I've figured out recently that she has a really poorly defined sense of self. I'm not sure what term a psychologist would use for this, but she has a really fragile sense of herself as a person. It goes deeper than just not knowing what she wants do do at any given moment or having a concept for the future, but rather that she's missing the idea of herself as a complete self actuating human. Being around her can sometimes be exhausting because she's constantly scanning the people around her for confirmation of who/what she is, too. It all goes fine so long as the circumstances are consistent with that perception of herself, but when anything goes against that she suddenly falls apart for awhile. Naturally I bear the brunt of that. An example from years ago when the kids were younger. We were staying at a hotel and my daughter and I were playing happily in the pool. My wife came down to join us and noticed that there were two younger women in two piece swim suits; one of whom was larger chested. She immediately went from warm and happy (vacation mode) to icy and accusatory. Mind you my daughter and I were just doing our own thing and I really had not noticed any of this, nor would I really have found the other bathers as attractive in any case (just not my thing) but she was angry with me about that for several days after. Its as though the idea that a woman could choose to dress differently than she would, or just even have different physical features than she does is a massive affront to her sense of self. Somehow I'm supposed to either fix that so it doesn't happen, or at least be as upset by it as she is.



jlg07 said:


> ust curious -- WHY are you not considering at least separating if not D?
> Also, have you TOLD her you are done -- that she is free to do what she wants with her religion, but that YOU are going to live a completely separate life from her?

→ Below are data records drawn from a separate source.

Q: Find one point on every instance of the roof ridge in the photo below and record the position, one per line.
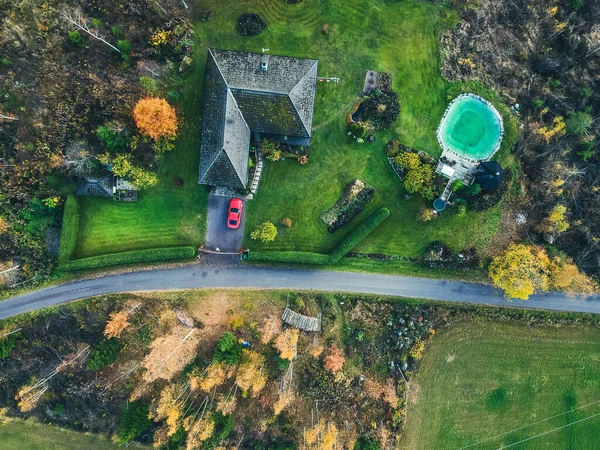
(302, 78)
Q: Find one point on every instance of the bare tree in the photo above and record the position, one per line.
(77, 19)
(78, 159)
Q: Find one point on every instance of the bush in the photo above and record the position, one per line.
(104, 354)
(148, 84)
(290, 257)
(228, 350)
(265, 232)
(577, 123)
(381, 109)
(136, 256)
(69, 231)
(134, 421)
(173, 96)
(359, 234)
(354, 198)
(250, 24)
(76, 38)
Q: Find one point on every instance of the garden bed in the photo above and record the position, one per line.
(354, 199)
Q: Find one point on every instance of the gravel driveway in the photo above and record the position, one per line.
(217, 233)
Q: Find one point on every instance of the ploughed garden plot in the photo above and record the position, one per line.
(498, 384)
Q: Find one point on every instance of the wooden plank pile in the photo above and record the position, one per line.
(305, 323)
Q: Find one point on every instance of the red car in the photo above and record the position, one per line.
(234, 214)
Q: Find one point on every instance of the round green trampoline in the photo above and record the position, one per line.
(471, 127)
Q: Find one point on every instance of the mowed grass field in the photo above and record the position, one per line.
(29, 435)
(165, 216)
(481, 384)
(396, 37)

I have had this conversation with her. I've explained that at this point she doesn't meet even my basic needs in our relationship. I've explained that based on how she spends her time and organizes her life, I do understand that her first passion and priority is her religion. That I wish her well in that. I've explained that I will not stay in a relationship that does not include sex and passion and time, and that while I have not made a decision just yet, I'll do so when I'm ready to. I was very clear and unambiguous about that. I mention this point because I'm not always as clear as I intend to be, but I was in this instance. She did not have a response or try to quarrel with me or launch into the "but you do..." scenarios, which for her is strange. I think she was a bit stunned. 



Cletus said:


> With a teen at home, you're not too many years from being empty nesters. That's when I would expect your relationship to fall apart from this, if it is going to.
> 
> Seems right now that she doesn't need you as a romantic partner, and you're quickly falling into the same mindset. Does your wife understand where this is headed? Have you spelled out for her a future where your only bond is a shared address? And if that really is the case, are you OK with that future? Because if you are not, the time to start considering ending it is probably now, not later. Once your last child exits, there are no other casualties here. You'll be a fully willing partner in a loveless marriage, and we will no longer be able to raise much sympathy for your position.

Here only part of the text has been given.